Dr. Christopher Barrett conducts experiments in his clinical lab.

Traumatic injury is the leading cause of death from ages 1-44, responsible for more potential life years lost than cancer, heart disease and Human Immunodeficiency Virus combined. Early death after trauma often results from massive hemorrhage or severe traumatic brain injury, while delayed mortality frequently results from organ failure, infection, thromboembolic (blood clotting) events, or other complications related to prolonged critical illness.
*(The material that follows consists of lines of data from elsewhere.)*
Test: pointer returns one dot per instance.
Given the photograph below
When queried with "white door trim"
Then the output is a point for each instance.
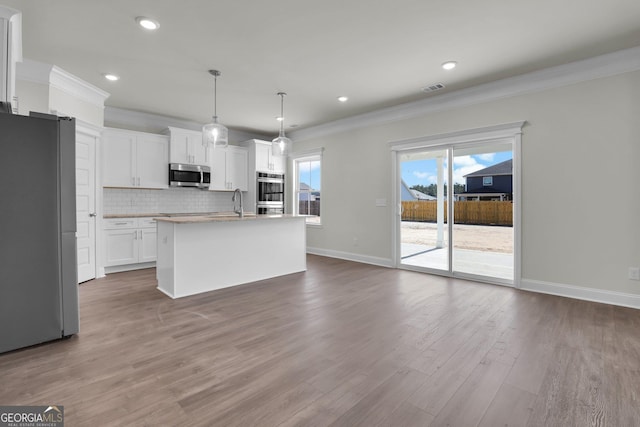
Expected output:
(508, 132)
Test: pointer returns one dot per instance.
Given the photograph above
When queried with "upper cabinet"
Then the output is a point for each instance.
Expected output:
(135, 159)
(229, 169)
(261, 159)
(186, 147)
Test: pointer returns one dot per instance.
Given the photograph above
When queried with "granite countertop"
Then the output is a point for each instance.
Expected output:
(222, 217)
(168, 214)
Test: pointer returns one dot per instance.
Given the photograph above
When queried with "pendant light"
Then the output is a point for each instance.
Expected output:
(215, 134)
(281, 145)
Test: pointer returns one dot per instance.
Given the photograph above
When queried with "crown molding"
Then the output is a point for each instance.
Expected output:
(611, 64)
(52, 76)
(77, 87)
(156, 123)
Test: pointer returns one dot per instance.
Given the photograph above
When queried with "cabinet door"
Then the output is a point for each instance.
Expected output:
(148, 244)
(186, 147)
(152, 161)
(119, 159)
(278, 163)
(179, 145)
(199, 152)
(237, 163)
(122, 247)
(218, 170)
(263, 157)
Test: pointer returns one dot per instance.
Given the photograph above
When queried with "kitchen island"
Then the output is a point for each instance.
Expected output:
(202, 253)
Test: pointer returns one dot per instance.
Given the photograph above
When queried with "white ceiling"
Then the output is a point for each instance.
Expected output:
(379, 53)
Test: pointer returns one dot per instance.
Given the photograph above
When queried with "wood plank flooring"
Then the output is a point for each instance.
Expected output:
(343, 344)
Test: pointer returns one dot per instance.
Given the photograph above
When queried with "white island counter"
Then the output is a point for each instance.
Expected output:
(202, 253)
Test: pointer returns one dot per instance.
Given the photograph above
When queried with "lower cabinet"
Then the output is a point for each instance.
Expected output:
(130, 241)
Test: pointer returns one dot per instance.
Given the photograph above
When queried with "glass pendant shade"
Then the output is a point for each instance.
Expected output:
(215, 134)
(281, 146)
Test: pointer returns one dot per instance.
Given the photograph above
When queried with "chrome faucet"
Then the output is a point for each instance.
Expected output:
(239, 211)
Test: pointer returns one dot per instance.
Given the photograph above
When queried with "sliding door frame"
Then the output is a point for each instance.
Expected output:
(505, 133)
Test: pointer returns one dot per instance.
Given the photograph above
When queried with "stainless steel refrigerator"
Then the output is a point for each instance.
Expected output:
(38, 267)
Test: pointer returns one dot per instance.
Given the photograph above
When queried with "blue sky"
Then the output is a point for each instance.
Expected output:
(310, 174)
(423, 172)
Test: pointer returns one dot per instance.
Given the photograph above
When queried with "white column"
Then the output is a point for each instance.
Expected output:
(440, 203)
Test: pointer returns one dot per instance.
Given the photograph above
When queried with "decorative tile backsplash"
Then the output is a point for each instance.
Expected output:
(173, 200)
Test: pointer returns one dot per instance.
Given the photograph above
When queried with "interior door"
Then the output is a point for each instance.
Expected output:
(424, 231)
(86, 206)
(456, 210)
(482, 217)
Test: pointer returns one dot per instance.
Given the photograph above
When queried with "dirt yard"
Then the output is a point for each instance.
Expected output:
(474, 237)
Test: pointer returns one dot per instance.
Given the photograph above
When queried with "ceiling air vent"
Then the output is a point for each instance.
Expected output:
(433, 87)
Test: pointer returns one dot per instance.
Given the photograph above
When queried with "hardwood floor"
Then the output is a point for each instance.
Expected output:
(343, 344)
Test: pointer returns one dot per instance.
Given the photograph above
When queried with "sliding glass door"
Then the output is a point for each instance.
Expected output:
(456, 210)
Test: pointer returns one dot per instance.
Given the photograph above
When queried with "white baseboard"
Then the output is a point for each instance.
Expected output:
(577, 292)
(129, 267)
(382, 262)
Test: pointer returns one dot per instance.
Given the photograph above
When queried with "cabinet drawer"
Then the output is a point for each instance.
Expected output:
(146, 223)
(118, 223)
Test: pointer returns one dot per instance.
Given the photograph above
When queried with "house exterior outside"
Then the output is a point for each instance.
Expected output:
(409, 194)
(492, 183)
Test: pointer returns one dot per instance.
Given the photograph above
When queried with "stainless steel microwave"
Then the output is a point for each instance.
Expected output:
(183, 175)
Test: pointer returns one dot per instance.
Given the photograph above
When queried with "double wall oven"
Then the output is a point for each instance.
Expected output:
(269, 193)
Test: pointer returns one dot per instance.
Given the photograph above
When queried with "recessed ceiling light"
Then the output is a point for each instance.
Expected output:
(449, 65)
(147, 23)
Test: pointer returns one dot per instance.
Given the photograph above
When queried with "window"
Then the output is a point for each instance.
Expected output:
(307, 185)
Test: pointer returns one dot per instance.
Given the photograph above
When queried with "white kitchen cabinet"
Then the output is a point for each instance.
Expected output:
(265, 160)
(135, 159)
(130, 241)
(185, 146)
(229, 169)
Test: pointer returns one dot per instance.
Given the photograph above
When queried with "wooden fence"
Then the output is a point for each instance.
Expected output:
(467, 212)
(309, 207)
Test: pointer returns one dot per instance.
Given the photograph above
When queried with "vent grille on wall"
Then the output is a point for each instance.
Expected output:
(433, 87)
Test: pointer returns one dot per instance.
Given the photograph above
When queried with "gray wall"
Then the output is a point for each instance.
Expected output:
(580, 199)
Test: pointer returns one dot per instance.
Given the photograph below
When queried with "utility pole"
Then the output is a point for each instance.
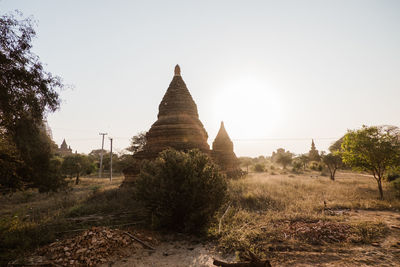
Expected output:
(111, 160)
(101, 153)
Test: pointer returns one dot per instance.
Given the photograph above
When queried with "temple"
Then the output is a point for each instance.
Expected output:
(177, 126)
(64, 149)
(313, 153)
(222, 152)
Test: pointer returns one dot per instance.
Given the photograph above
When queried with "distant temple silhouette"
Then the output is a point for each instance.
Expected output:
(64, 149)
(313, 153)
(178, 126)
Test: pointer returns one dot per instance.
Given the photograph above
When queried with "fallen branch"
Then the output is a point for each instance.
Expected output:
(139, 241)
(242, 264)
(254, 261)
(84, 229)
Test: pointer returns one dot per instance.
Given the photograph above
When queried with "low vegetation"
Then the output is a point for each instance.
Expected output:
(181, 191)
(294, 212)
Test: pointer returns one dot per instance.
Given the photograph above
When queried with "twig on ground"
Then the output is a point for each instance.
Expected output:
(223, 215)
(139, 241)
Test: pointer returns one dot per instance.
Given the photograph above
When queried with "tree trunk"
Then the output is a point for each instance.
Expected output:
(77, 178)
(379, 180)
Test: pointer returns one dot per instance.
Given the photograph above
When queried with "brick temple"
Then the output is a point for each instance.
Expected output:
(178, 126)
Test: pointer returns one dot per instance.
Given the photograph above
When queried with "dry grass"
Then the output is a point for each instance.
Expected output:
(280, 212)
(287, 212)
(29, 219)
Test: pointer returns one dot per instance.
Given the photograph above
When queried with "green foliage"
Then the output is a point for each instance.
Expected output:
(304, 159)
(393, 173)
(27, 91)
(181, 191)
(315, 166)
(259, 167)
(297, 166)
(372, 149)
(11, 165)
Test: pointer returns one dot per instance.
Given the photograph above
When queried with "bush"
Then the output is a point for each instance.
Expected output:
(258, 167)
(316, 166)
(181, 191)
(396, 185)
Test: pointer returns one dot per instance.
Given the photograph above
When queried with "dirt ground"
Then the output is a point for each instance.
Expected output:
(386, 252)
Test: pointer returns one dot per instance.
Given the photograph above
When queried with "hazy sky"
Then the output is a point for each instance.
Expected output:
(278, 73)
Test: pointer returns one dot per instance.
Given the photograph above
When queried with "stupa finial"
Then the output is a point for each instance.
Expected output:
(177, 70)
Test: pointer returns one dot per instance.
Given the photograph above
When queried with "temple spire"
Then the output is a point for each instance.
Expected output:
(177, 70)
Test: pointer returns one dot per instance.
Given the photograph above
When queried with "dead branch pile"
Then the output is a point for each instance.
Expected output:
(92, 247)
(319, 232)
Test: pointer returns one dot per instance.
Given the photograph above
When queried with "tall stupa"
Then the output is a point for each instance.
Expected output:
(177, 126)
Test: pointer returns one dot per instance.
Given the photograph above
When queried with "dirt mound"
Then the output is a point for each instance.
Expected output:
(317, 233)
(94, 246)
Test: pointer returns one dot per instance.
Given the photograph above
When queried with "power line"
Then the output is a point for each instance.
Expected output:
(101, 152)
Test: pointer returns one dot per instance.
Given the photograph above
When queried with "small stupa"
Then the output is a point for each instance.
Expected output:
(222, 152)
(64, 149)
(177, 126)
(313, 153)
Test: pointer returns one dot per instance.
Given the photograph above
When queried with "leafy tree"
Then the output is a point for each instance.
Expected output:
(137, 143)
(333, 161)
(11, 165)
(373, 149)
(283, 157)
(77, 165)
(27, 92)
(181, 191)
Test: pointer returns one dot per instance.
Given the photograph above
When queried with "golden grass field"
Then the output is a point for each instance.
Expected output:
(304, 220)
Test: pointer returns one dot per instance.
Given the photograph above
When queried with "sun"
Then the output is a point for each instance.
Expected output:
(249, 107)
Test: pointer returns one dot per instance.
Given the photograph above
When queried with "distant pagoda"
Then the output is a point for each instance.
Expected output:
(178, 126)
(64, 149)
(222, 152)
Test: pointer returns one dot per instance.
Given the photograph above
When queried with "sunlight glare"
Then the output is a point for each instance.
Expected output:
(249, 107)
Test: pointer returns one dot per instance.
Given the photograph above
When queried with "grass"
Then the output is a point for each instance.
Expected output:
(29, 219)
(267, 212)
(287, 212)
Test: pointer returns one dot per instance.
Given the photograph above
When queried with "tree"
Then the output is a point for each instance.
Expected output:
(373, 149)
(27, 93)
(137, 143)
(76, 165)
(303, 159)
(333, 161)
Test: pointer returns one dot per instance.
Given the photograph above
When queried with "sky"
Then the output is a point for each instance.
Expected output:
(278, 73)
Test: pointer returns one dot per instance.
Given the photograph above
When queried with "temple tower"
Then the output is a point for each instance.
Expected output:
(222, 152)
(313, 153)
(177, 126)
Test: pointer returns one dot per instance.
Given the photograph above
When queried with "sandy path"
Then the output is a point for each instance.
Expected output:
(172, 253)
(189, 253)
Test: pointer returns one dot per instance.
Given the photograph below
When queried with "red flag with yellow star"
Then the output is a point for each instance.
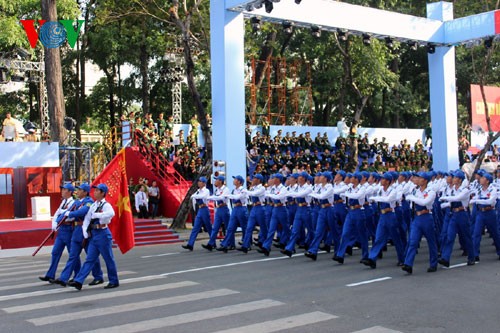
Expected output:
(122, 225)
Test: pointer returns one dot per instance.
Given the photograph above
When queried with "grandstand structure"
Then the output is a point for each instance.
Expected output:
(279, 91)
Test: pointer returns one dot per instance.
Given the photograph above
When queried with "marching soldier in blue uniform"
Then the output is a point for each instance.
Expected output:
(63, 238)
(221, 210)
(339, 208)
(458, 222)
(387, 226)
(302, 215)
(485, 201)
(354, 225)
(315, 207)
(257, 196)
(422, 224)
(238, 215)
(448, 190)
(325, 222)
(279, 216)
(200, 200)
(76, 214)
(97, 219)
(291, 204)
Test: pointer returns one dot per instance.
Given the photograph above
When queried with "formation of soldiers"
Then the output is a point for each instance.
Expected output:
(82, 224)
(335, 212)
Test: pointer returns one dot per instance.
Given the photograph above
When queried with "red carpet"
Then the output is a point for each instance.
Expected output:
(15, 234)
(21, 233)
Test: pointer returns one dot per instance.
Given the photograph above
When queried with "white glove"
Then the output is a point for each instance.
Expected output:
(445, 204)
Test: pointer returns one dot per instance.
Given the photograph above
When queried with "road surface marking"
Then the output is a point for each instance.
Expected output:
(40, 283)
(160, 255)
(377, 329)
(368, 281)
(86, 314)
(190, 317)
(282, 323)
(94, 297)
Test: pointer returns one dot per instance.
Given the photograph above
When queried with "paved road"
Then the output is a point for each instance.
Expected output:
(168, 289)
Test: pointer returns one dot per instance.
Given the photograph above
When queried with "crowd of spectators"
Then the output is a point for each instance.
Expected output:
(291, 153)
(158, 137)
(145, 198)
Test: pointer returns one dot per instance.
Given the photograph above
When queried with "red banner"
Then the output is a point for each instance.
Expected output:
(497, 22)
(122, 225)
(478, 108)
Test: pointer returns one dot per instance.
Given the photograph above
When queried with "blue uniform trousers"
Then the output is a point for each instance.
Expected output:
(100, 244)
(256, 217)
(371, 227)
(473, 219)
(268, 212)
(387, 228)
(238, 219)
(339, 213)
(302, 218)
(401, 225)
(202, 218)
(278, 218)
(487, 219)
(325, 220)
(422, 225)
(312, 230)
(73, 263)
(221, 216)
(444, 229)
(63, 240)
(458, 223)
(354, 228)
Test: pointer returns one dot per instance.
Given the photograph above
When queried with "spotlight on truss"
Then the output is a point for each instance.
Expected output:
(342, 33)
(258, 4)
(367, 39)
(488, 43)
(316, 31)
(413, 45)
(269, 6)
(389, 42)
(431, 48)
(287, 27)
(255, 24)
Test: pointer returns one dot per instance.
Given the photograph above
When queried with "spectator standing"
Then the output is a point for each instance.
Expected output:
(9, 131)
(141, 202)
(154, 198)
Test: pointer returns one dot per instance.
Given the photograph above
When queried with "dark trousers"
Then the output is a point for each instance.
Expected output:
(143, 212)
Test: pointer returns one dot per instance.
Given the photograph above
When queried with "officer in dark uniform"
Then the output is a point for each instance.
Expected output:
(64, 232)
(75, 215)
(256, 195)
(485, 200)
(97, 219)
(422, 224)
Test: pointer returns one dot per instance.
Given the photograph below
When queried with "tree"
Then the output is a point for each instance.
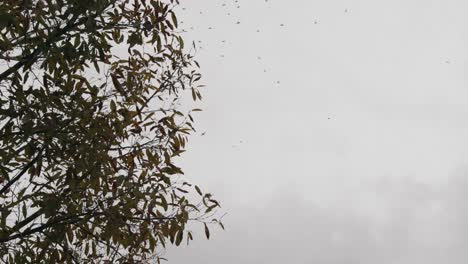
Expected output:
(90, 126)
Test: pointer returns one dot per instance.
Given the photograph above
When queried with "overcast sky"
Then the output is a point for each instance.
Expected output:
(336, 131)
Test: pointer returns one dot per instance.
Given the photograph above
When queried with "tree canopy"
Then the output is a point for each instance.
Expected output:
(91, 122)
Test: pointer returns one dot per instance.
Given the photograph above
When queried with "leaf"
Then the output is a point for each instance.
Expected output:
(179, 237)
(117, 84)
(198, 190)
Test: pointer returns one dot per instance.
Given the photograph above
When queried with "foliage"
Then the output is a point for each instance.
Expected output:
(90, 125)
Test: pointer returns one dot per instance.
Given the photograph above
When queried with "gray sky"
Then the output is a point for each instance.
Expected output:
(336, 131)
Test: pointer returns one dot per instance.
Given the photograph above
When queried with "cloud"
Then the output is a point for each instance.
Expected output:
(407, 222)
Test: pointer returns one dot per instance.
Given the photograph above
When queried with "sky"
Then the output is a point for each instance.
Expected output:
(335, 132)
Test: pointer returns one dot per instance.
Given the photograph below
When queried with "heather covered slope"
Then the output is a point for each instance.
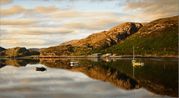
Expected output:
(96, 41)
(159, 37)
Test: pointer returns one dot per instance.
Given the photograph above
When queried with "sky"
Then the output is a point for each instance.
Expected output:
(45, 23)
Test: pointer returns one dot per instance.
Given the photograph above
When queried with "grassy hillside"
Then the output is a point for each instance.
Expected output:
(159, 37)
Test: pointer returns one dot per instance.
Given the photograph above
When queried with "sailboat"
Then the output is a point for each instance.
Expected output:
(134, 62)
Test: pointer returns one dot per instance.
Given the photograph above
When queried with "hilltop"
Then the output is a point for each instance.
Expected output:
(96, 41)
(159, 37)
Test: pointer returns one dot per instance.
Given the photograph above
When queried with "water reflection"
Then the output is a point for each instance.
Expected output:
(159, 76)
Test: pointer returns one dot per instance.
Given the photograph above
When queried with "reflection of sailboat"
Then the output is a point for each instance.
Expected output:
(134, 62)
(74, 63)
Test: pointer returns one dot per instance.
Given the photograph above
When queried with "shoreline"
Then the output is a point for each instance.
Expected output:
(121, 56)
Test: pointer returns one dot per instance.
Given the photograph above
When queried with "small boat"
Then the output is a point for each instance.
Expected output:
(74, 63)
(41, 69)
(136, 63)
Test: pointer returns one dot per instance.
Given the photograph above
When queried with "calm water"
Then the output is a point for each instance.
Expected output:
(90, 78)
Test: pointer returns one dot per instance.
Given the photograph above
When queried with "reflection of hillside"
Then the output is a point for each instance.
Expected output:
(17, 63)
(56, 63)
(95, 71)
(159, 77)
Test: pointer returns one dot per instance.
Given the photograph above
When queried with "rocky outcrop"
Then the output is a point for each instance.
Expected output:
(159, 37)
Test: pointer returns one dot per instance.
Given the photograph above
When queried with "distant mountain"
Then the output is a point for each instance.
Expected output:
(15, 52)
(159, 37)
(94, 42)
(2, 49)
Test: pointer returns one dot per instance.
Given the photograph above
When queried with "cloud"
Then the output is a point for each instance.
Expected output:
(153, 9)
(92, 24)
(14, 42)
(36, 30)
(11, 11)
(42, 9)
(5, 1)
(17, 9)
(17, 21)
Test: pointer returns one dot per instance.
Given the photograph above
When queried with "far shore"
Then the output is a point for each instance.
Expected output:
(120, 56)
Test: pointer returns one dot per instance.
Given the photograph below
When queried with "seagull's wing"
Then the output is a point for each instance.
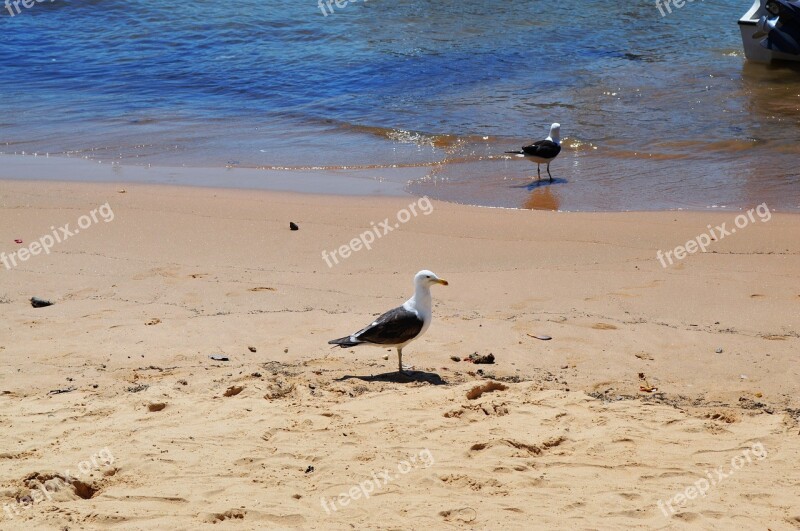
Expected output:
(546, 149)
(392, 328)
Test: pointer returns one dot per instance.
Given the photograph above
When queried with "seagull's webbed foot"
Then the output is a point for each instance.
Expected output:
(406, 369)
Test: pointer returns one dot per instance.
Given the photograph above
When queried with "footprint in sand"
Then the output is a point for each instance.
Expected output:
(603, 326)
(466, 514)
(233, 514)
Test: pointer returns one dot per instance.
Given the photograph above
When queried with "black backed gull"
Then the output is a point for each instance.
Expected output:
(543, 151)
(400, 326)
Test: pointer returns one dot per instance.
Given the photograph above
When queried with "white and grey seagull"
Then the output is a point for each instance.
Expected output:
(543, 151)
(400, 326)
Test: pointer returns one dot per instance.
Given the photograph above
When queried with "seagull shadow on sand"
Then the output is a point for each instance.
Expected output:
(397, 377)
(533, 185)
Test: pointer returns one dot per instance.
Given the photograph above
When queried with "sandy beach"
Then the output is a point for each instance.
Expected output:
(667, 397)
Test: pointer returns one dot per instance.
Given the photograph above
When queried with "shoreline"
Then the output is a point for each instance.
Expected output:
(367, 182)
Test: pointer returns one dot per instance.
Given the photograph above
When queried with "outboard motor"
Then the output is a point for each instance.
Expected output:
(782, 28)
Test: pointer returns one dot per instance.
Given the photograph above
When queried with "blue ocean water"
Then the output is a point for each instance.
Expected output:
(657, 111)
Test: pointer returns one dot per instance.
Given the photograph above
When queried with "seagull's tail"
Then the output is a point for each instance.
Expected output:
(344, 342)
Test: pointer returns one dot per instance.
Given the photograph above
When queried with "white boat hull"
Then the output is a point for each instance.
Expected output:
(753, 50)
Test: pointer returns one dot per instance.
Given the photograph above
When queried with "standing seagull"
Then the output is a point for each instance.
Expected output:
(543, 151)
(400, 326)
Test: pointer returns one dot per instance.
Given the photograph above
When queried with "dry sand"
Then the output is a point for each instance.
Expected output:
(568, 441)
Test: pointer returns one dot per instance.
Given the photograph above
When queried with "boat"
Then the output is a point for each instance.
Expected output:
(771, 31)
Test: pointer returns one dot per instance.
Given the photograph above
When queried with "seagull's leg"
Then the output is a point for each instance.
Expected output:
(403, 369)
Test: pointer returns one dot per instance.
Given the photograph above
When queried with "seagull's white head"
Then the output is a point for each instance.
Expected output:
(555, 133)
(427, 278)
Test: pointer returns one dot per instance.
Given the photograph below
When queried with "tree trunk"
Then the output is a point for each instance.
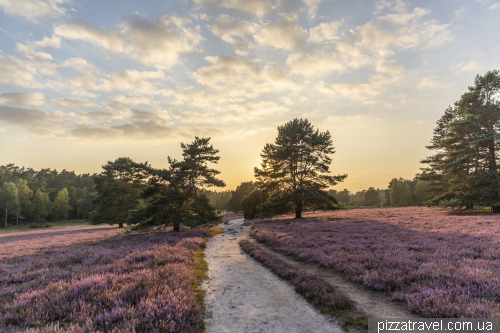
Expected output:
(298, 210)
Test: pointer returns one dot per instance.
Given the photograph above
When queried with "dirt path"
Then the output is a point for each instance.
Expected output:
(373, 304)
(242, 296)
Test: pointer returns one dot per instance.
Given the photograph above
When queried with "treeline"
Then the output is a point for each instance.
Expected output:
(30, 195)
(400, 193)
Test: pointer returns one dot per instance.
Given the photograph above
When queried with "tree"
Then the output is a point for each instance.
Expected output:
(342, 196)
(24, 194)
(42, 206)
(118, 190)
(9, 199)
(85, 206)
(371, 197)
(421, 192)
(463, 171)
(294, 170)
(400, 193)
(175, 194)
(61, 204)
(241, 191)
(250, 203)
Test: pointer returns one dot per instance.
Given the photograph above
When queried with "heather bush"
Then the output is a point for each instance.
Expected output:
(130, 283)
(440, 265)
(316, 291)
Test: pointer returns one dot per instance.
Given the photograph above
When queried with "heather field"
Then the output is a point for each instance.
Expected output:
(441, 265)
(16, 244)
(124, 283)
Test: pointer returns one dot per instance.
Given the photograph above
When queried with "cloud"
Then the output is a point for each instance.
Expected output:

Coagulopathy (pathologic changes in how blood clots) that contributes to bleeding and clotting complications, and inflammation that drives organ failure and infection responses, are increasingly recognized to be interrelated processes and are key players involved in many trauma-related preventable deaths. These same processes are also involved in other non-traumatic critical illnesses and surgical diseases. To improve outcomes in trauma and other critical illnesses, research to identify critical molecular and cellular regulators of inflammation and coagulopathy are key, and translational clinical trials of novel approaches to both diagnosis and therapeutics are paramount.

The Barrett Lab, led by Christopher Barrett, MD, is principally focused on both basic science and translational/clinical studies related to trauma, critical illness, and surgical diseasesSome recent and ongoing work includes 1) investigating the role of bleeding adjuncts used in trauma, such as tranexamic acid, as a context dependent pro- and anti-inflammatory agent in traumatic injury in a plasminogen-activator dependent manner, 2) delineating the molecular mechanisms of complement activation after injury and hemodynamic shock that may drive inflammatory organ failure, 3) determining the impact of bleeding adjuncts on organ healing, particularly the liver, the most commonly injured solid organ in trauma which receives its healing and growth signals from proteins like hepatocyte growth factor that are homologous to (and co-evolved with) the fibrinolysis system proteins that are targeted by the currently used bleeding adjunct therapies, 4) describing the enzyme kinetics and impact of inflammatory neutrophil proteases on coagulation and fibrinolysis proteins (plasminogen, fibrinogen, etc.) to better understand how acute inflammatory responses to injury impact our bodies ability to form and breakdown blood clots, and 5) investigating how inflammatory responses to infections and retained blood in the chest due to pneumonia and/or chest trauma lead to fibrinolysis resistance and failed therapy with the combination of tissue plasminogen activator and deoxyribonuclease that mandates invasive surgery, and several other ongoing projects.

Dr. Barrett’s projects develop new therapeutic approaches that can be taken to clinical trial. The Barrett Lab has a history of performing novel therapeutic and diagnostic trials including a Phase IIa multicenter randomized trial studying systemic fibrinolysis with tissue plasminogen activator to treat severe respiratory failure (The STARS Trial, Barrett et al, CHEST 2022, PMID 34592318), a Phase II randomized trial utilizing aspirin and rosuvastatin to reduce thromboembolic complications in critically ill trauma patients (The STAT Trial, Barrett et al, Blood Coagulation and Fibrinolysis 2023, PMID 37942744), development and observational validation of a novel clinical diagnostic assay to more rapidly diagnosis fibrinolysis perturbations in severely injured patients (Barrett et al, J Trauma Acute Care Surg 2020, PMID 33230046), and several others in various stages of design and implementation.